There is a common believe about software that it is essentially weightless, that copying it is essentially free, and that it does not age. This strikes me as the kind of fact that is technically true, but of very little practical value, like proving that some system is Turing complete and stating that it can do any computation you want it to. Technically true, at least in a certain sense, but not interesting.

What I mean by this is that software has a lot of properties that physical objects have. The actual copying of software is cheap, but if you make a copy and give it to someone, they have to invest resources to use it- to compile, deploy, understand, modify, etc. It can actually be very resource intensive to "copy" the knowledge into another person.

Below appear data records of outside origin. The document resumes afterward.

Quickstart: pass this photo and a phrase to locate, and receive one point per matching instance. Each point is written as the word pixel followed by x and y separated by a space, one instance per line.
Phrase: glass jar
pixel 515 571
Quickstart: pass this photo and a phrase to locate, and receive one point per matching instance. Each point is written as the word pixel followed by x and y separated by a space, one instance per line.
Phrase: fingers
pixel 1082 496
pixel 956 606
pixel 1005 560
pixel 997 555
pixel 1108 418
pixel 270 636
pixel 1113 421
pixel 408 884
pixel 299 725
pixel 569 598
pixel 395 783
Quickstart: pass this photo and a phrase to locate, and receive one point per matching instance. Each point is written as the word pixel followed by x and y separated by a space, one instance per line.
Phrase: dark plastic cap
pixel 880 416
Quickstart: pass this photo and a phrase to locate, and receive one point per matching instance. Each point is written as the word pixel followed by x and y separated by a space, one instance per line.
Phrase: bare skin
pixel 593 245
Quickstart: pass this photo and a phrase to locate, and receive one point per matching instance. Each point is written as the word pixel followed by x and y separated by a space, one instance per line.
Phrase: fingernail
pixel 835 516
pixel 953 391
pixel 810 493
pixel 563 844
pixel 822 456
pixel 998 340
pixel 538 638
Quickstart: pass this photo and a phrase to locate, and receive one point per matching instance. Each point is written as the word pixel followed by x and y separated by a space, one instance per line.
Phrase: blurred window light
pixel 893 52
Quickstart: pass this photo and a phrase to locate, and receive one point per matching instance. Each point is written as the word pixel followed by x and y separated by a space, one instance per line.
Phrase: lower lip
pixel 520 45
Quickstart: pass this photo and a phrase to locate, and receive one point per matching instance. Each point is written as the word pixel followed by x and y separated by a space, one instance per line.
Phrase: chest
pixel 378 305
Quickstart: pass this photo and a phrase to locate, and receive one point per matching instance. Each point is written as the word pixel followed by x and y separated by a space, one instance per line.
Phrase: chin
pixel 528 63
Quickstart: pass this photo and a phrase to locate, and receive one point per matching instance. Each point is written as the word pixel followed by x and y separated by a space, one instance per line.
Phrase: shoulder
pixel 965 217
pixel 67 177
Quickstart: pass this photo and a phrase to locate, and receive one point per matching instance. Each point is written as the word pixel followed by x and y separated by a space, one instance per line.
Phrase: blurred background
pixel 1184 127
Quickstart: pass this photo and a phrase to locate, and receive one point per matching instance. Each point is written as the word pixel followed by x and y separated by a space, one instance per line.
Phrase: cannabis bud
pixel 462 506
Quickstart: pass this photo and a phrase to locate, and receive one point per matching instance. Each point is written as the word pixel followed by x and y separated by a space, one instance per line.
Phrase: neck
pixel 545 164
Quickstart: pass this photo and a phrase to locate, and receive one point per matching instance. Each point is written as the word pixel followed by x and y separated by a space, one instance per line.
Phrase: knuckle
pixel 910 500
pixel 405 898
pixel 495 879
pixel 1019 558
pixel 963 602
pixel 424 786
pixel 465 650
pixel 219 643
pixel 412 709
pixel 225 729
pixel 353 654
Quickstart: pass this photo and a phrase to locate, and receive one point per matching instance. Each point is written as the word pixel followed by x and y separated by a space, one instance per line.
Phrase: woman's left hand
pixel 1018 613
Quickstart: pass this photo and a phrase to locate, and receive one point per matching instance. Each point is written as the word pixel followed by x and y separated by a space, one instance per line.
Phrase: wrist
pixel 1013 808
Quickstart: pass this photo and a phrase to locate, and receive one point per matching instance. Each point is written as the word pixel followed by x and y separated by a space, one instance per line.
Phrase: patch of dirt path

Software also has a certain weight to it- larger software has an inertia that makes it hard to change. Large software can be hard to install, and it can be fragile in its dependencies as if it were a building with a shifting foundation. Software size is very much correlated to complexity and bugs.

For aging- software seems to bit-rot much faster than I ever expect it to. It may only work on one machine, or stop working due to dependencies or operating system updates, or any number of things. In fact, there seems to be a great deal of software that is in a constant state of decay and requires manual renewal to maintain. Sometimes it seems that the most enduring software is not Lisp or Forth, or any other of the more 'pure' languages that one might be able to implement oneself to restart computation from scratch, but rather, in practice, good ol' POSIX compliant C.

Overall software feels like a terribly complex, constantly falling apart mechanism in many cases. This is far from the ideal free to copy, unaging, machines that it is sometimes imagined to be.